"Helloł ewrybady":)
Już jutro 1 Maj, święto pracy, jednoznacznie kojarzy mi się z system w którym spędziliśmy nasze dzieciństwo. Błogie, w miarę spokojne, z zabawami które sami wymyślaliśmy, nie było komputerów, a tylko nie liczni mogli grać na Atari:):), więc sytuacja wymuszała w nas wymyślanie coraz to nowych zabaw. Berek na podwórku, gra w gumę ( to była domena dziewczyn). Dzieciństwo z pochodami pierwszomajowymi. Pamiętam jak w szkole na kilka dni przed tym dniem, przygotowywaliśmy chorągiewki, białe papierowe gołąbki, były flagi, uczyliśmy się wierszy i piosenek. A to wszystko robiliśmy wspólnie, bez spinki, bez nerwów. Był apel, no i obowiązkowo pochód pierwszomajowy. Pamiętacie to? Zapewne tak. Czasami tęsknię za tym spokojem, za brakiem pędu do przodu.
Święto mimo iż już istnieje chyba tylko dlatego że "jest", nie ma dziś tego przesłania jak kiedyś, dziś to najczęściej okazja do długiego weekendu, parę dni urlopu w pracy, i już prawie dwa tygodnie wolnego. Nie hołduje się już tego jak kiedyś, i co roku zastanawia mnie dlaczego to święto jeszcze istnieje? Może kiedyś znajdę sensowną odpowiedź:).
Wczoraj było u nas nadzwyczaj pięknie, zero wiatru, słońce, temperatura ok 30st., młody ze swoim ulubionym kuzynem "dyndali na hamakach", a my błogo popijaliśmy kawki, herbatki na tarasie. Już dawno tak nie leniuchowaliśmy, ale kiedyś trzeba w końcu korzystać z tego że mamy gdzie odpocząć.
Rano zrobiłem mały pokos trawy, pierwszy w tym roku zresztą. Tak wiem w niedzielę nie powinno się pracować, ale ja już tak mam że niedziela to po prostu niedziela. Nie widzę w tym dniu nic innego niż np. w czwartku czy wtorku. Tak więc przy zapachu świeżo skoszonej trawy rozkoszowaliśmy się pogodą, i śpiewem ptaków.
Wczoraj też upiekliśmy przepyszny chlebek, na własnym zakwasie.

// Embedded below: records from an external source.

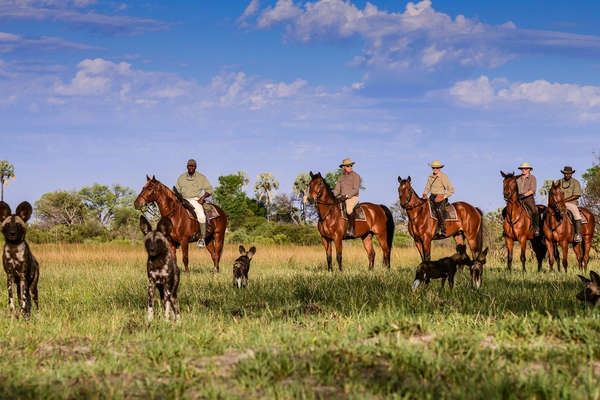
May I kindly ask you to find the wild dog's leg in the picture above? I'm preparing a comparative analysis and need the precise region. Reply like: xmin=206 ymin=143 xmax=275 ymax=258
xmin=148 ymin=280 xmax=156 ymax=321
xmin=504 ymin=236 xmax=515 ymax=271
xmin=363 ymin=234 xmax=375 ymax=271
xmin=321 ymin=236 xmax=331 ymax=271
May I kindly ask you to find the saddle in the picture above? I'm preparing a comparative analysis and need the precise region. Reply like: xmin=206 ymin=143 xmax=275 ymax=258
xmin=427 ymin=201 xmax=458 ymax=222
xmin=340 ymin=201 xmax=367 ymax=222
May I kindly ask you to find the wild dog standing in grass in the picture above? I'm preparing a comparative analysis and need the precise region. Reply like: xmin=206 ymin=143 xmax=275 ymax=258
xmin=576 ymin=271 xmax=600 ymax=306
xmin=0 ymin=201 xmax=40 ymax=315
xmin=140 ymin=215 xmax=180 ymax=321
xmin=233 ymin=246 xmax=256 ymax=288
xmin=413 ymin=244 xmax=474 ymax=290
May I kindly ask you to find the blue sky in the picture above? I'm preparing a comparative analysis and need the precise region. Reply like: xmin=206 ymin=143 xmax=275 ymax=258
xmin=0 ymin=0 xmax=600 ymax=211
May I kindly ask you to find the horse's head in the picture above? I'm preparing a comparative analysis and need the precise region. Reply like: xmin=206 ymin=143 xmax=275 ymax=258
xmin=398 ymin=176 xmax=413 ymax=208
xmin=500 ymin=171 xmax=520 ymax=202
xmin=133 ymin=175 xmax=160 ymax=210
xmin=548 ymin=182 xmax=567 ymax=215
xmin=308 ymin=171 xmax=327 ymax=202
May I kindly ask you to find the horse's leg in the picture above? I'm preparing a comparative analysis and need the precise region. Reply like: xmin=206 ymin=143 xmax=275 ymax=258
xmin=363 ymin=234 xmax=375 ymax=271
xmin=519 ymin=238 xmax=527 ymax=272
xmin=504 ymin=236 xmax=515 ymax=271
xmin=181 ymin=238 xmax=190 ymax=272
xmin=321 ymin=236 xmax=331 ymax=272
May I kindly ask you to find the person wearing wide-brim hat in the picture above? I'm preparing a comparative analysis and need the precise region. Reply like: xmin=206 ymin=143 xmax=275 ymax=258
xmin=423 ymin=160 xmax=454 ymax=237
xmin=333 ymin=158 xmax=360 ymax=236
xmin=517 ymin=162 xmax=540 ymax=236
xmin=558 ymin=165 xmax=581 ymax=242
xmin=175 ymin=159 xmax=213 ymax=247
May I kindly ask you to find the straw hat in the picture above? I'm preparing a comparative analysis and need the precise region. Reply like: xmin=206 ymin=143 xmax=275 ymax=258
xmin=340 ymin=158 xmax=355 ymax=168
xmin=518 ymin=162 xmax=533 ymax=169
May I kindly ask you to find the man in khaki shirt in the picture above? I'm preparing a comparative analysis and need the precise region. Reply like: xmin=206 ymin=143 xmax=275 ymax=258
xmin=175 ymin=160 xmax=213 ymax=247
xmin=423 ymin=160 xmax=454 ymax=236
xmin=558 ymin=166 xmax=581 ymax=242
xmin=517 ymin=162 xmax=540 ymax=236
xmin=333 ymin=158 xmax=360 ymax=236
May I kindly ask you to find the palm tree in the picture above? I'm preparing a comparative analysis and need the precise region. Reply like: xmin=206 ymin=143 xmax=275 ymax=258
xmin=254 ymin=172 xmax=279 ymax=220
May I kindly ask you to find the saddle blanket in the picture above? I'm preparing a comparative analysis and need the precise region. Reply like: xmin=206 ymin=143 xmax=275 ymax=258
xmin=427 ymin=201 xmax=458 ymax=222
xmin=340 ymin=202 xmax=367 ymax=222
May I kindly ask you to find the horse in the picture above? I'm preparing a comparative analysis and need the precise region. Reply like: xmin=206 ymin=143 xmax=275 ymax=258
xmin=133 ymin=175 xmax=227 ymax=273
xmin=500 ymin=171 xmax=546 ymax=272
xmin=398 ymin=176 xmax=483 ymax=287
xmin=544 ymin=182 xmax=596 ymax=272
xmin=307 ymin=171 xmax=394 ymax=271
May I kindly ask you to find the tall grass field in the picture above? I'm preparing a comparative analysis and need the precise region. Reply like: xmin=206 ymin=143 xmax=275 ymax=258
xmin=0 ymin=244 xmax=600 ymax=399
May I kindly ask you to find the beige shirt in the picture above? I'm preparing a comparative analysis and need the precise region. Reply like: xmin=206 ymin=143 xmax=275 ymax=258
xmin=558 ymin=178 xmax=581 ymax=205
xmin=423 ymin=171 xmax=454 ymax=199
xmin=175 ymin=172 xmax=213 ymax=199
xmin=333 ymin=171 xmax=360 ymax=197
xmin=517 ymin=174 xmax=537 ymax=195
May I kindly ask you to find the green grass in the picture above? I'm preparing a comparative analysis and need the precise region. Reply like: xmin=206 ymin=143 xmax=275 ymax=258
xmin=0 ymin=245 xmax=600 ymax=399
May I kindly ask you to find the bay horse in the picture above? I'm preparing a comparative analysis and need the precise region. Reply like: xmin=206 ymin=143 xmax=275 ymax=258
xmin=398 ymin=176 xmax=483 ymax=288
xmin=544 ymin=182 xmax=596 ymax=272
xmin=133 ymin=175 xmax=227 ymax=273
xmin=500 ymin=171 xmax=546 ymax=272
xmin=308 ymin=171 xmax=394 ymax=271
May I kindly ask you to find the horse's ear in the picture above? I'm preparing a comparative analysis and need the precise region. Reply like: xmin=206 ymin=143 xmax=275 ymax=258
xmin=140 ymin=215 xmax=152 ymax=235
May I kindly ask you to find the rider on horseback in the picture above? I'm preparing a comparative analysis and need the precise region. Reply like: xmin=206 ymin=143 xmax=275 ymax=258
xmin=558 ymin=166 xmax=581 ymax=243
xmin=333 ymin=158 xmax=360 ymax=236
xmin=423 ymin=160 xmax=454 ymax=236
xmin=517 ymin=162 xmax=540 ymax=236
xmin=175 ymin=159 xmax=213 ymax=247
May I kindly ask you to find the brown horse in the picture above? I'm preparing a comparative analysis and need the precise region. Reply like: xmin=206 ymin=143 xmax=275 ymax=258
xmin=133 ymin=175 xmax=227 ymax=272
xmin=398 ymin=176 xmax=483 ymax=288
xmin=500 ymin=171 xmax=546 ymax=271
xmin=544 ymin=182 xmax=596 ymax=272
xmin=308 ymin=171 xmax=394 ymax=271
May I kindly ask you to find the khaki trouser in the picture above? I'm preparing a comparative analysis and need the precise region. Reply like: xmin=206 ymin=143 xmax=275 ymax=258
xmin=186 ymin=197 xmax=206 ymax=224
xmin=346 ymin=196 xmax=358 ymax=214
xmin=565 ymin=203 xmax=581 ymax=221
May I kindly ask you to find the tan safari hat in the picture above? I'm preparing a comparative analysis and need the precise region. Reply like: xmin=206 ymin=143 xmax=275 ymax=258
xmin=340 ymin=158 xmax=356 ymax=168
xmin=518 ymin=161 xmax=533 ymax=169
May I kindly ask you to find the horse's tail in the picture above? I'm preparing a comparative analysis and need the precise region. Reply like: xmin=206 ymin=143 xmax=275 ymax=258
xmin=473 ymin=207 xmax=484 ymax=254
xmin=380 ymin=204 xmax=396 ymax=250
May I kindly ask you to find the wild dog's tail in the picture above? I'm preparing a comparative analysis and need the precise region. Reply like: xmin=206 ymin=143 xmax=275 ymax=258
xmin=380 ymin=204 xmax=395 ymax=250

Przepis znajdziecie TUTAJ, choć zakwas robiliśmy według innej metody i proporcji. W pracowni wypieków znajdziecie również przepis na zakwas, tylko tam sporo tego trzeba po prostu wyrzucić, a to trochę marnotrawstwo. Nam nie wyszedł według instrukcji tam zawartych, ale w komentarzach pewien Pan podrzucił pomysł na zakwas bez "wyrzucania". Nie wiem czy sposób robienia zakwasu przez nas jest dobry, ale chleb wyrasta dobrze, a smakuje wyśmienicie. Jest chrupiący na zewnątrz i mięciutki i puszysty we wnątrz.
Już na stałe zagości on w naszym menu. Kiedyś piekliśmy już chleb, ale w tamtym przepisie było sporo drożdży i smakował zupełnie inaczej. Moim zdaniem gorzej niż ten obecny.
Nasz zakwas powstawał przez 6 dni, a teraz tylko go dokarmiamy w przeddzień pieczenia chleba.
Mały instruktaż na zakwas po naszemu:
1 dzień godz.9.00------> do szklanego naczynia wsypujemy ok 10g żytniej maki typ 720 ( autorka bloga polecą właśnie taką) i tyleż samo wody, nie z kranu!!My daliśmy niegazowaną z butelki, może być przegotowana zimna woda, lub z filtra.Mieszamy.
2dzień godz.9.00------->Dodajemy do tego co zrobiliśmy w dniu poprzednim, 15g mąki żytniej i 15g wody. Jeśli na wierzchu utworzy się zaschnięta skorupa, po prosty wymieszajcie to.
3dzień godz.9.00------->Ponownie dodajemy 20g mąki i 20 wody, całość oczywiście mieszamy. Naczynie nakrywamy folią.
w kolejnym dniu czyli czwartym dokarmiamy już dwa razy dziennie co 12 godzin!!!
4dzień godz.9.00------->dodajemy 25g mąki i 25g wody, po 12 godzinach czyli wieczorem powtarzamy zabieg.
5dzień godz9.00------->dodajemy 35g mąki i 35g wody, po 12 h powtarzamy dokarmianie zakwasu tą samą ilością.
6dzień godz.9.00------> 50g/50g, po 12 h to samo.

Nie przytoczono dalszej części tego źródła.